All showbiz awards – Tonys, Oscars, etc. – are worthless from top to bottom, if there is a bottom. Take one ludicrous example: the Best Play category at the recent Lucille Lortel Awards. In a year that yielded some very good Off Broadway plays (Broadway is ineligible), the two front-runners in several rounds of voting kept being Gross Indecency: The Three Trials of Oscar Wilde, written and directed by Moisés Kaufman, and The Beauty Queen of Leenane, by Martin McDonagh, which opened Off Broadway but, thanks to near-unanimous raves, is reopening on Broadway. The latter is a barely mediocre play by a self-inflated young whippersnapper in a splendid production; the former is not even a play, only a transcript.
There were at least three plays that, in my view, deserved to be winners: Tina Howe’s Pride’s Crossing, Jeffrey Hatcher’s Scotland Road, and Warren Leight’s Side Man, all blithely ignored by the voting critics and pseudo critics. Why weren’t they even in the running? Pride’s Crossing (I would guess) because reviewers were so (rightly) awestruck by Cherry Jones’s dazzling performance that they were blind to the mature, probing, and poetic writing, especially as it dealt with Boston Brahmins, a near-extinct Wasp species beyond the scope of New York’s scribes.
Scotland Road was a challenging fantasy about a possible but unlikely survivor of the Titanic and a fanatical young man hell-bent on exposing her. Unluckily, the play opened at a time when that monster movie Titanic cast its thick shadow on a delicate, somewhat wispy but riveting, superbly mounted piece. Side Man, a touching, funny, intensely human comedy-drama about the rootless lives of itinerant jazz musicians and their hapless families, played at CSC, a theater that has so steadily produced abominations that some of the voters probably didn’t even catch it.
Gross Indecency is a crassly self-serving attempt by a no-talent to cash in on Oscar Wilde’s genius. Kaufman essentially copied out the transcripts of Wilde’s trials, plus a few other events and dialogues recorded in various Wilde biographies. To show off his erudition, he had extras in the orchestra pit hold up the books and other documents he pillaged, while utterly untalented, linguistically and physically unsuited histrions onstage mouthed and camped up a great, tragic tale. The production itself was unspeakably shoddy technically. Still, if you knew little about Wilde and were struck by his wit and humanity, or if you knew nothing about theater and would settle for a cheesily theatricalized undergraduate thesis, or if you were homosexual and felt that anything about Wilde served the cause, you might have voted for Gross Indecency.

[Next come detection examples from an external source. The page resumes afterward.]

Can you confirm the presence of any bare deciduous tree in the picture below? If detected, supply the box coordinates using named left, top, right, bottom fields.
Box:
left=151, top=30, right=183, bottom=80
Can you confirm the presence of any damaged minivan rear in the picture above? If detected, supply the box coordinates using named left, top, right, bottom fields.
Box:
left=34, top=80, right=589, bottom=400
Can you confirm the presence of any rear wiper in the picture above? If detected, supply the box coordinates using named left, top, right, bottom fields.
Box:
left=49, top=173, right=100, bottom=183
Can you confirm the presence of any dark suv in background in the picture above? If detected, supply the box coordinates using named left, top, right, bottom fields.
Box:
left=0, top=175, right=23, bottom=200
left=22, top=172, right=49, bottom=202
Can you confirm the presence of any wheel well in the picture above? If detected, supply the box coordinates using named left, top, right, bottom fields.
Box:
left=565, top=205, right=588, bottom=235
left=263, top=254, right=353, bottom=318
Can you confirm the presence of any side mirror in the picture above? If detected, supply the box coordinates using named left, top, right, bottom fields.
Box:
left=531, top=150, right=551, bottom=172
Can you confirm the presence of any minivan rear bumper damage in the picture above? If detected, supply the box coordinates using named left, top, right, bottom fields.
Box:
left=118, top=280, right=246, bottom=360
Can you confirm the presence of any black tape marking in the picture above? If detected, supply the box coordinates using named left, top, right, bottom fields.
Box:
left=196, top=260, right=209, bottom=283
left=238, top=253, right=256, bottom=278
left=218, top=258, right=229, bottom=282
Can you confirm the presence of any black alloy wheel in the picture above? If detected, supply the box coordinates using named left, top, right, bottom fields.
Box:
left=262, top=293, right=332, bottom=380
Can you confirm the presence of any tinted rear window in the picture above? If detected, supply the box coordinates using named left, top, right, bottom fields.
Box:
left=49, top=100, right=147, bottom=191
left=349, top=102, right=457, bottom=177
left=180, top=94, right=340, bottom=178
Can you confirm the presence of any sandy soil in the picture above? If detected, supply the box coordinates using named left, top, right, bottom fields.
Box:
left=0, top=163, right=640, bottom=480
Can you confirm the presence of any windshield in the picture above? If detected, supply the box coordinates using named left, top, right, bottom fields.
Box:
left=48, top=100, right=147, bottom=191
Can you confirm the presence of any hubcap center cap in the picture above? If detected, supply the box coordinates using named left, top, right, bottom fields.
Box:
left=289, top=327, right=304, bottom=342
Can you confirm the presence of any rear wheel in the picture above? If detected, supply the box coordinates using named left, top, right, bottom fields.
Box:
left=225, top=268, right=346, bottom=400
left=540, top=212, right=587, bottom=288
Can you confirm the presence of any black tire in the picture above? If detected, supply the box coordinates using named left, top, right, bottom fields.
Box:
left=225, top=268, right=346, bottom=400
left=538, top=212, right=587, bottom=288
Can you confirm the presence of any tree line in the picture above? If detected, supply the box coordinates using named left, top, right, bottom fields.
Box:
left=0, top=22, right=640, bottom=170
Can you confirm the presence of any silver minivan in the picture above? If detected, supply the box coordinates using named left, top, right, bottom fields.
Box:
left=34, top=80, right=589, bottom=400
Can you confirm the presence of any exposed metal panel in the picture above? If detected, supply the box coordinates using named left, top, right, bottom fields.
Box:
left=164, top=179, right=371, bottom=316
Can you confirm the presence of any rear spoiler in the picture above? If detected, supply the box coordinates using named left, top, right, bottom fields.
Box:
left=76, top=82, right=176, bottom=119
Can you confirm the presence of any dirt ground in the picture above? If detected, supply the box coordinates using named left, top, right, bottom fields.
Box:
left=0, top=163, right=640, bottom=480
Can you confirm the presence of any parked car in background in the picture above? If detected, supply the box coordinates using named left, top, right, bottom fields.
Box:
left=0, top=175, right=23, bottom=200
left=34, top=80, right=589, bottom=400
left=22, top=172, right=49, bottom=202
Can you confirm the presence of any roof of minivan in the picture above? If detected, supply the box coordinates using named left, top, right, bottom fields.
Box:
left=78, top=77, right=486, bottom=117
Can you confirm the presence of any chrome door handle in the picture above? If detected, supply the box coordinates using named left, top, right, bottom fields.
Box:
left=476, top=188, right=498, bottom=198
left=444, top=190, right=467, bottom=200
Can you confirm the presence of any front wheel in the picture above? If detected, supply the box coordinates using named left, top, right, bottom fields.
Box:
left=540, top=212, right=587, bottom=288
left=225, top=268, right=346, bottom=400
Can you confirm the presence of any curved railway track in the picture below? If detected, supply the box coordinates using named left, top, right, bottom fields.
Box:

The Beauty Queen of Leenane is the work of an immature playwright full of every kind of derivativeness, manipulativeness, and shtick. It was, however, expertly acted and directed, though to any real critic, this would be separable from writerly merit. And so Indecency and Leenane, two dead ducks, ended up co-winners in a dead heat. In their undeservingness, at any rate, they are equals.